Pray my friends. Cry out to God. Go into your quiet place, in the living, in the bedroom, and cry out to God. Let your tears speak your words. Our scripture today posed the question: Is anyone among you suffering? And it answers: Let him pray.

And then it says, “Is anyone among you cheerful?” Let them sing songs. Life isn’t always hard and painful either is it? There a good times too. There are happy times. There are joyous times. I remember growing up playing in the woods, and loving every minute of it.

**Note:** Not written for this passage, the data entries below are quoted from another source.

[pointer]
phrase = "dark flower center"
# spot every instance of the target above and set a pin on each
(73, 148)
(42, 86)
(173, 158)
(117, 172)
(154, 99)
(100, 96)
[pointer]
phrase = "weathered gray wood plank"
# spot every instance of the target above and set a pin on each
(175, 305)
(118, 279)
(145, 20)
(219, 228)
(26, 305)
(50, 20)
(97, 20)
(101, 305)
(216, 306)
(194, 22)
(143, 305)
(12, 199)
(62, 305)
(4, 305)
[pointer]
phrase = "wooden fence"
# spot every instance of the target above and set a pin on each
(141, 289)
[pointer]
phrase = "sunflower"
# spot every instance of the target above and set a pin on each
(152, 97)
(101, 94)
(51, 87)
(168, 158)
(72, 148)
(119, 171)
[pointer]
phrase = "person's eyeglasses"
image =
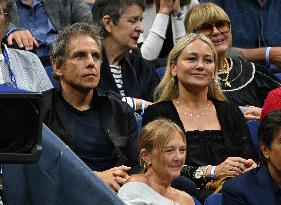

Are you struggling? Then pray! Very simple. But how often do we forget to pray? We worry about it. We stress. We get angry. We complain about it to our friends. We go and try to force things to go our way. But we forget to pray! Prayer is powerful my friends. In fact the word of God says “pray at all times” and “pray without ceasing” and “don’t worry about anything, but pray about everything, making your requests known to God.”

Even Jesus our savior, when he was in the garden of Gethsemane, so afraid and miserable and stressed about going to the cross that he was sweating blood, what did he do in the garden? He prayed. If Jesus had to pray, how much more should we pray when we are in need?

Then verses 14 and 15 answer the question of sick and illness. It says, “ 14 Is anyone among you sick? Let him call for the elders of the church, and let them pray over him, anointing him with oil in the name of the Lord. 15 And the prayer of faith will save the sick, and the Lord will raise him up. And if he has committed sins, he will be forgiven.”

That’s pretty powerful. If you are sick, you should have others pray for you. I often ask for prayer, sometimes I’ll ask people personally, text somebody, or I’ll even post on Facebook, here’s my prayer request, please pray! And tons of people will comment and pray for me.

But we also see this biblical practice of gathering the elders of the church, those who are in authority over the body, and then someone who is sick will gather with them, and they’ll anoint their head with oil, and pray for them, and they’ll be healed. And not only that, it says if they’ve committed sins, they’ll be forgiven. Something about the gathering of the body of Christ, brings about healing, which of course comes from the Lord himself, but God works through people. He works through us.